Sieben Jahre auf Vater gewartet

Dr. Hans-Peter Marsch erinnert sich an Ankunft der Spätheimkehrer

Familiengeschichte: Die Originaldokumente – wie das erste Familienbild der Marschs nach der Rückkehr des Vaters Erich und die Telegramme aus Russland – hat Hans-Peter Marsch bis heute archiviert und verwahrt. Im Hintergrund ist ein Portrait von Sanitätsrat Emil Marsch zu sehen, der die Herleshäuser Arztpraxis begründet hat. Foto: Spanel

Herleshausen. Das Läuten der Kirchenglocken gab in den 1950-er Jahren das Signal: Genau erinnert sich Dr. Hans-Peter Marsch an die aufgeregt-gespannte Stimmung, die ganz Herleshausen dann erfasste.

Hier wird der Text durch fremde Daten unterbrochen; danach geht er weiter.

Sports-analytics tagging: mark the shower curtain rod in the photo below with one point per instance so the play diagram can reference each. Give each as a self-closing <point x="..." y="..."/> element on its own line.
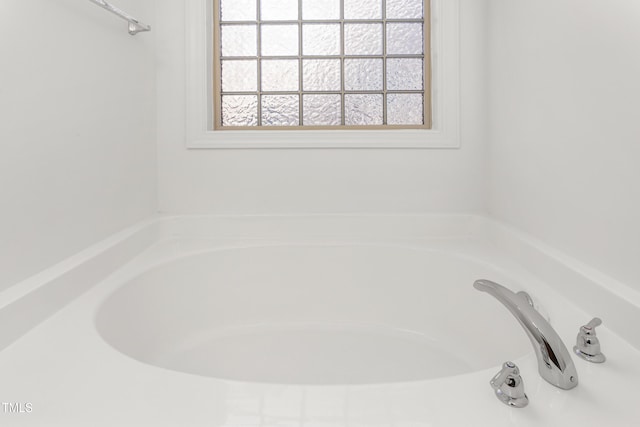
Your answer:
<point x="135" y="26"/>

„Die Nachricht verbreitete sich wie ein Lauffeuer im Dorf“, erinnert sich der heute 71-jährige Mediziner. „Denn der Klang der Glocken kündigte die Ankunft eines Spätheimkehrer-Zuges an – und das auch mal mitten in der Nacht.“

Die emotionalen Szenen auf dem Bahnsteig hat Marsch bis heute nicht vergessen: „Banges Hoffen, Trauer, Enttäuschung und pures Glück lagen dicht beieinander“, sagt Marsch. Der damals Neunjährige sog die Gefühle in sich auf, beobachtete weinende Väter, die zwischen von Rot-Kreuz-Damen hergerichteten Tischen ihre Familien wieder in die Arme schlossen. Der Anblick mancher Lagerarbeiter schockierte den jungen Marsch: „Sie hatten Glatzen“, schrieb er damals in einem Brief, den er bis heute sorgfältig im Familienarchiv verwahrt hat. „Einer hat einen Herzanfall bekommen. Er wurde ganz lilablau.“

Die Familie Marsch – Mutter Ilse, Hans-Peter sowie seine drei Geschwister – warteten selbst sieben lange Jahre auf die Rückkehr des Vaters Erich. „Er war der letzte Heimkehrer aus Herleshausen“, sagt Marsch heute. Weil Erich Marsch Arzt war, wurde er ab 1944 im Gefangenenlager Uljanowsk festgehalten, wo er die kranken Arbeiter medizinisch versorgte – und nicht wenigen das Leben rettete.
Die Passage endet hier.